247. The test for clinical negligence s a high one. It must be proven that the course which the doctor adopted was one which no professional practitioner of ordinary skill would have adopted, if acting with ordinary care. [278] On the facts of this case, it means that no such practitioner would have acted as Dr Browne did. The landmark ruling in Dunne is marked by a preference for assessing professional negligence by reference to the consistency or not of a practitioner’s adherence to general and approved practices. Whereas Dunne permits a finding of negligence where a practice that is followed is ‘inherently defective’, importantly, no negligence will be found where a practitioner who did not adhere to ‘general and approved practice’ nevertheless conducted himself, reasonably, having regard to other like practitioners. [279]

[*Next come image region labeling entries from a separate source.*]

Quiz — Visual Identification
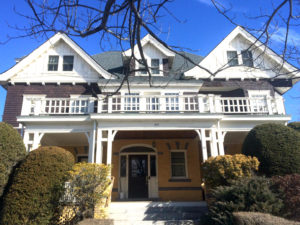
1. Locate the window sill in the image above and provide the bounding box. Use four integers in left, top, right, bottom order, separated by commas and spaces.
169, 178, 192, 182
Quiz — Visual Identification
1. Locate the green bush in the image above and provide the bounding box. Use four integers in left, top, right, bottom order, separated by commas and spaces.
233, 212, 299, 225
0, 122, 26, 196
203, 154, 259, 188
209, 177, 283, 225
63, 162, 111, 224
242, 124, 300, 176
272, 174, 300, 222
288, 122, 300, 132
0, 147, 74, 225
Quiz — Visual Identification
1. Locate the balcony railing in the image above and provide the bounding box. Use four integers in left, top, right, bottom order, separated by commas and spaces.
22, 94, 285, 115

248. Dr Browne was found by the trial judge to have been a truthful, if imperfect, witness. His testimony was that he had conducted a lengthy interview in which he listened to Josephine’s history and took a detailed note of what she said; he assessed her mood and mental state and noted her remorse and regret; she denied suicidal ideation and was forthcoming in what she told him. He formed the impression that her deliberate self-harm had occurred against a background of significant stressors and recent alcohol misuse. He was aware of a previous aborted attempt where her inability to hurt her children prevented her from proceeding. He discussed and offered inpatient care which, as the trial judge noted, she had, understandably, declined. He had taken a brief collateral from her husband sufficient to verify the veracity of what his patient had told him. His evidence was that he then held a further joint consultation with the patient and her husband and discussed the various treatment options, offering again the opportunity to be admitted to hospital which, again, was declined. It simply cannot be said that in discharging Josephine home to the care of a family she loved, with contact details for 24/7 support in the event of any emergency or deterioration in her condition, and on the understanding that she would return, voluntarily, for treatment following an urgent referral to the day hospital, that Dr Browne took a course of action which no other practitioner of like skill and specialisation would have followed. The weight of the expert evidence did not support such a view.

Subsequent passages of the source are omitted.